In the shade of a small maple grove, a keg of beer sat on ice as the men played softball and the women moved about arranging platters of homemade food, stopping periodically to flip burgers over the fire. They exchanged niceties and town gossip, both in equal measure. A small group of folks, who likely preferred a sport that could be played with beer-in-hand, found themselves at the horseshoe pit. Iron clanked as shoes circled spikes in the ground. The town’s children ran free across the river and through forest trails. Clothes were wet and faces muddy, bodies salty with sweat and sticky with watermelon juice. So much dirt under fingernails. Nobody seemed to mind. Dad pitched the softball game in denim cutoffs and work boots, talk about a classic seventies outfit if ever there was one. Six year old me wondered if anyone knew he was once scouted by the Red Sox farm team.
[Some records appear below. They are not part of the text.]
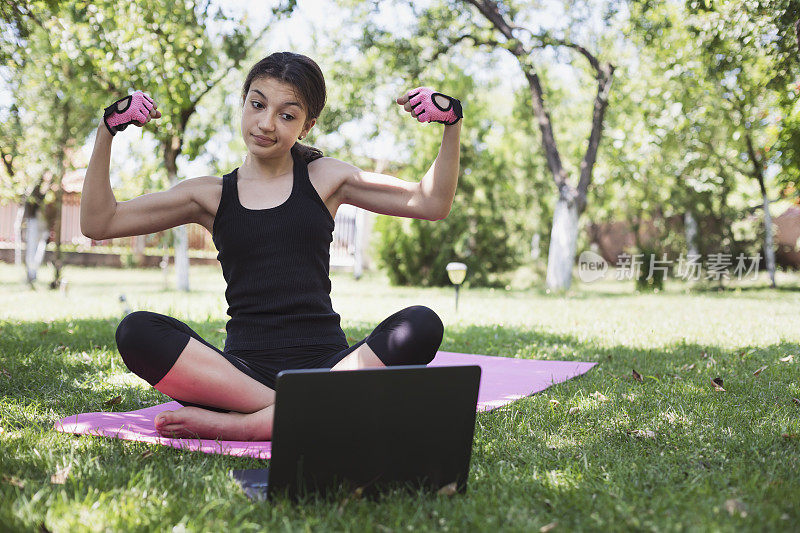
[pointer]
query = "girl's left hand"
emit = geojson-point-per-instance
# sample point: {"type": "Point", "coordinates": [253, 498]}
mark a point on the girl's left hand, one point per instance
{"type": "Point", "coordinates": [429, 106]}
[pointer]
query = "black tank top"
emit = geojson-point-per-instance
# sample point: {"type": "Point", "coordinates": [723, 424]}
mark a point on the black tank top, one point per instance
{"type": "Point", "coordinates": [276, 263]}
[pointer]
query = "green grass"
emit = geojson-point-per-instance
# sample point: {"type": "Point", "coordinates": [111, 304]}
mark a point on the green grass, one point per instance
{"type": "Point", "coordinates": [667, 453]}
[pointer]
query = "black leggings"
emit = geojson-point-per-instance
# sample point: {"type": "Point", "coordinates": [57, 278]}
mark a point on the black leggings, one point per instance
{"type": "Point", "coordinates": [150, 343]}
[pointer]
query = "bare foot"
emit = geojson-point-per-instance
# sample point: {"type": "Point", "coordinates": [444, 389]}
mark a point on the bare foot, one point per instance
{"type": "Point", "coordinates": [195, 422]}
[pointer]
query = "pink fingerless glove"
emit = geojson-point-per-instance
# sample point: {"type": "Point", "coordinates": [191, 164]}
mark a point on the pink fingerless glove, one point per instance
{"type": "Point", "coordinates": [132, 109]}
{"type": "Point", "coordinates": [428, 109]}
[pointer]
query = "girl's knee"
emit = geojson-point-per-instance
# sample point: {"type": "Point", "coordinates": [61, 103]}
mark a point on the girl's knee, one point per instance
{"type": "Point", "coordinates": [417, 342]}
{"type": "Point", "coordinates": [426, 324]}
{"type": "Point", "coordinates": [131, 328]}
{"type": "Point", "coordinates": [148, 350]}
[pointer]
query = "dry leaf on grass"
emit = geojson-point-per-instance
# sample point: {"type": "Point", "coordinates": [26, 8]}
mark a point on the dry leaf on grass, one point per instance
{"type": "Point", "coordinates": [61, 476]}
{"type": "Point", "coordinates": [113, 401]}
{"type": "Point", "coordinates": [641, 433]}
{"type": "Point", "coordinates": [735, 506]}
{"type": "Point", "coordinates": [11, 480]}
{"type": "Point", "coordinates": [599, 396]}
{"type": "Point", "coordinates": [448, 490]}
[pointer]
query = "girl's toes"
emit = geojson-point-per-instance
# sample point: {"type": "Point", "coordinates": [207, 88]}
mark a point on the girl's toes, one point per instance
{"type": "Point", "coordinates": [162, 419]}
Vietnam saw an end to that possibility. No matter, a pick up game at the town picnic with the promise of a few cold ones was enough for him. Or so he let on.
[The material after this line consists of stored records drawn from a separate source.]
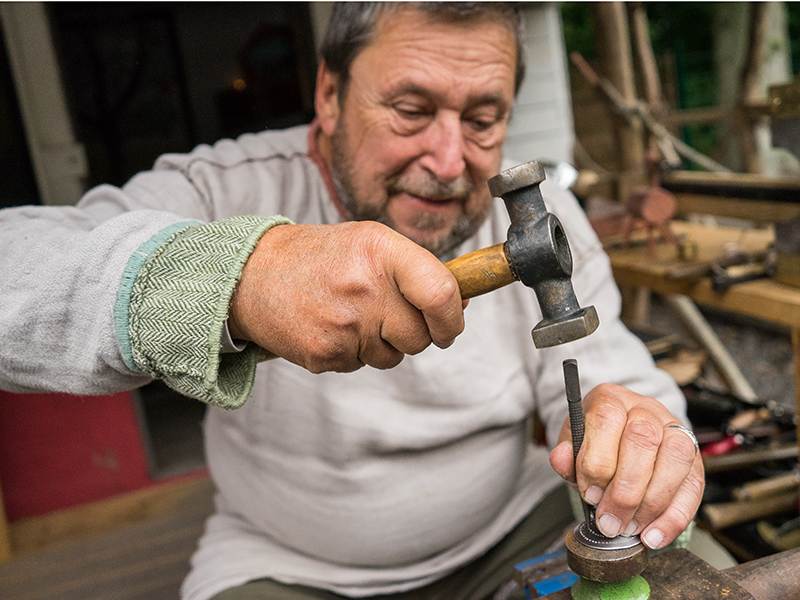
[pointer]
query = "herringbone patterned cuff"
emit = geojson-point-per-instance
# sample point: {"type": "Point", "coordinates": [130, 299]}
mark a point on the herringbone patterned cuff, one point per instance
{"type": "Point", "coordinates": [179, 304]}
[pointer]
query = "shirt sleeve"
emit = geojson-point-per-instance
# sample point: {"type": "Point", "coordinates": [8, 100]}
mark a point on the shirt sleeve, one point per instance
{"type": "Point", "coordinates": [67, 271]}
{"type": "Point", "coordinates": [172, 307]}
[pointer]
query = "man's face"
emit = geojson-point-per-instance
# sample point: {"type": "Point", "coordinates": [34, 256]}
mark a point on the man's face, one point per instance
{"type": "Point", "coordinates": [422, 126]}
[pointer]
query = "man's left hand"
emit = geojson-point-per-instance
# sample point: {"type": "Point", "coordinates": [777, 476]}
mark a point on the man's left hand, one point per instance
{"type": "Point", "coordinates": [642, 476]}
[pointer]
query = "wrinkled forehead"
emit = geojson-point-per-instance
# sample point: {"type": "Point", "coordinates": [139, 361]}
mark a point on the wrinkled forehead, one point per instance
{"type": "Point", "coordinates": [413, 42]}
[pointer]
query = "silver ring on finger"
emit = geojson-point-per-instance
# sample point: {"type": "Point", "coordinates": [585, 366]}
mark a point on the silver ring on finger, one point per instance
{"type": "Point", "coordinates": [688, 432]}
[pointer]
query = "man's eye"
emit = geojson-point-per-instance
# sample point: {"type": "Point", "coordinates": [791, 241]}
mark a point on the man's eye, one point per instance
{"type": "Point", "coordinates": [410, 112]}
{"type": "Point", "coordinates": [482, 124]}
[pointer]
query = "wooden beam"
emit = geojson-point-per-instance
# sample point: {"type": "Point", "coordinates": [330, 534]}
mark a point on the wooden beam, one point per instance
{"type": "Point", "coordinates": [36, 533]}
{"type": "Point", "coordinates": [5, 537]}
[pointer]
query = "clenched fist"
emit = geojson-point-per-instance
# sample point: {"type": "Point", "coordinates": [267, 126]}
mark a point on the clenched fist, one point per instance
{"type": "Point", "coordinates": [338, 297]}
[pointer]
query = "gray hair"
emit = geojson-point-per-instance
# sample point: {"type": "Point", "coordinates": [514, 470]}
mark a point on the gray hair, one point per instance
{"type": "Point", "coordinates": [353, 24]}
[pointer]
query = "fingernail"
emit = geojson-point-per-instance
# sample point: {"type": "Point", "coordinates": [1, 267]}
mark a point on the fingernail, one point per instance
{"type": "Point", "coordinates": [653, 539]}
{"type": "Point", "coordinates": [630, 529]}
{"type": "Point", "coordinates": [609, 525]}
{"type": "Point", "coordinates": [593, 495]}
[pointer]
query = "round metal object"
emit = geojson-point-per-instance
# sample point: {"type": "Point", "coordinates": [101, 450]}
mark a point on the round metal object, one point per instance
{"type": "Point", "coordinates": [688, 432]}
{"type": "Point", "coordinates": [605, 565]}
{"type": "Point", "coordinates": [512, 179]}
{"type": "Point", "coordinates": [588, 535]}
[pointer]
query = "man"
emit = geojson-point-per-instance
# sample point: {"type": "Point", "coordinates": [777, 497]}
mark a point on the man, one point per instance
{"type": "Point", "coordinates": [418, 481]}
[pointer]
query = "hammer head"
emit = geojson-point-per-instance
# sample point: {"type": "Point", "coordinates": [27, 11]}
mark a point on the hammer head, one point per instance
{"type": "Point", "coordinates": [538, 252]}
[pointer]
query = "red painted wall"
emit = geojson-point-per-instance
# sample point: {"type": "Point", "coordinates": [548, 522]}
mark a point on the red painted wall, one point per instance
{"type": "Point", "coordinates": [58, 450]}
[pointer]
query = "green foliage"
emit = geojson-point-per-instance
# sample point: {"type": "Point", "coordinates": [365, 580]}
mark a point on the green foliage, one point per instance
{"type": "Point", "coordinates": [793, 14]}
{"type": "Point", "coordinates": [679, 31]}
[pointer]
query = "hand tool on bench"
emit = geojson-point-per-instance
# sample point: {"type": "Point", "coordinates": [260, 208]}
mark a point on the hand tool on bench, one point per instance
{"type": "Point", "coordinates": [607, 567]}
{"type": "Point", "coordinates": [680, 575]}
{"type": "Point", "coordinates": [536, 253]}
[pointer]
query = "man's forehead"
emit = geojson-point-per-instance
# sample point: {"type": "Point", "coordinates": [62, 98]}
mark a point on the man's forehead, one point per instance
{"type": "Point", "coordinates": [412, 51]}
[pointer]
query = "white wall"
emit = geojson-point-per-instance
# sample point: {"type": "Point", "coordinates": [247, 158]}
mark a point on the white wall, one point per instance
{"type": "Point", "coordinates": [541, 126]}
{"type": "Point", "coordinates": [59, 162]}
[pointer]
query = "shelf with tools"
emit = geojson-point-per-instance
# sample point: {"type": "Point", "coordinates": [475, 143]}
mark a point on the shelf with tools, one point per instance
{"type": "Point", "coordinates": [756, 480]}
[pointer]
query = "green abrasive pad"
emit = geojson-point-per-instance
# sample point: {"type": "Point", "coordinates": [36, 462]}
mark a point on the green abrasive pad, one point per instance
{"type": "Point", "coordinates": [635, 588]}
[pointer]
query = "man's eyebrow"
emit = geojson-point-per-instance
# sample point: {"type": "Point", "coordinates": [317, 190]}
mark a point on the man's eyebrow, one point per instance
{"type": "Point", "coordinates": [407, 87]}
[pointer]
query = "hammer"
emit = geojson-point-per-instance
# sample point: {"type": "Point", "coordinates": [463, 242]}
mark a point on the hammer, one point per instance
{"type": "Point", "coordinates": [536, 253]}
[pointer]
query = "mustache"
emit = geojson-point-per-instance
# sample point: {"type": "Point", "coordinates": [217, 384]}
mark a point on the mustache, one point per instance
{"type": "Point", "coordinates": [428, 186]}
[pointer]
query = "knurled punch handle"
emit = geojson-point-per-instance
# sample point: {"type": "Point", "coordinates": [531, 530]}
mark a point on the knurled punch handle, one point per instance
{"type": "Point", "coordinates": [576, 425]}
{"type": "Point", "coordinates": [573, 386]}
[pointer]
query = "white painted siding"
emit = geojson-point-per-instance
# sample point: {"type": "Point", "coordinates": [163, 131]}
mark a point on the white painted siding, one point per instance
{"type": "Point", "coordinates": [541, 126]}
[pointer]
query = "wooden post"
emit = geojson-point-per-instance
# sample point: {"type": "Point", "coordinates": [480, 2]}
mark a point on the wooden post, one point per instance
{"type": "Point", "coordinates": [749, 86]}
{"type": "Point", "coordinates": [796, 359]}
{"type": "Point", "coordinates": [651, 82]}
{"type": "Point", "coordinates": [612, 40]}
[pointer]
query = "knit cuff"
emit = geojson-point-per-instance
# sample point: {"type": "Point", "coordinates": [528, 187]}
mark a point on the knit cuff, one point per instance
{"type": "Point", "coordinates": [178, 304]}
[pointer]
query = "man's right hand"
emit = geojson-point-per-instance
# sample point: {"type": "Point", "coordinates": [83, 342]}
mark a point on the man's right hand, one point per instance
{"type": "Point", "coordinates": [337, 297]}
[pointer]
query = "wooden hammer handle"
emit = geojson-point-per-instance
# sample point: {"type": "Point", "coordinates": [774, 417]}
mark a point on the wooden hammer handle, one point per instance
{"type": "Point", "coordinates": [481, 271]}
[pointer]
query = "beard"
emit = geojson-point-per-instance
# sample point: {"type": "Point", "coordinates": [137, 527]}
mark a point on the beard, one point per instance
{"type": "Point", "coordinates": [424, 185]}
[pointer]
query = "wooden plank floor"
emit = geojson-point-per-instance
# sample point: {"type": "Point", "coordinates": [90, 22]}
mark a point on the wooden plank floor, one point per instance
{"type": "Point", "coordinates": [146, 560]}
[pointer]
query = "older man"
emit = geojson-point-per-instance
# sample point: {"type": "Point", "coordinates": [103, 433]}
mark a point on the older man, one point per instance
{"type": "Point", "coordinates": [417, 481]}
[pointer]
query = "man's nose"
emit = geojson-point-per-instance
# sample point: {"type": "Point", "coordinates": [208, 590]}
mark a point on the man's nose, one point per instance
{"type": "Point", "coordinates": [444, 148]}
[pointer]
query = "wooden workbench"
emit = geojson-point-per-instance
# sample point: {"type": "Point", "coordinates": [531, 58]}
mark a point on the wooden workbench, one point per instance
{"type": "Point", "coordinates": [764, 299]}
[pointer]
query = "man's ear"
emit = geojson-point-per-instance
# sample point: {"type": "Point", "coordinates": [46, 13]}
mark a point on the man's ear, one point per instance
{"type": "Point", "coordinates": [326, 99]}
The town picnic that I recall from my childhood no longer happens. The parking lot of this remarkably beautiful place holds about forty cars at best, something that worked fine in 1978, but not so much for the scope of today’s town population. I found myself there yesterday, walking the woods, entire place to myself. Such is your chances if you're among the few who finds forty degrees and rainy a good time for a hike. Solitude is the reward. I was having one of those antsy  “I have to run a few errands” kind of afternoons, and well, the photo up there is my idea of running errands. 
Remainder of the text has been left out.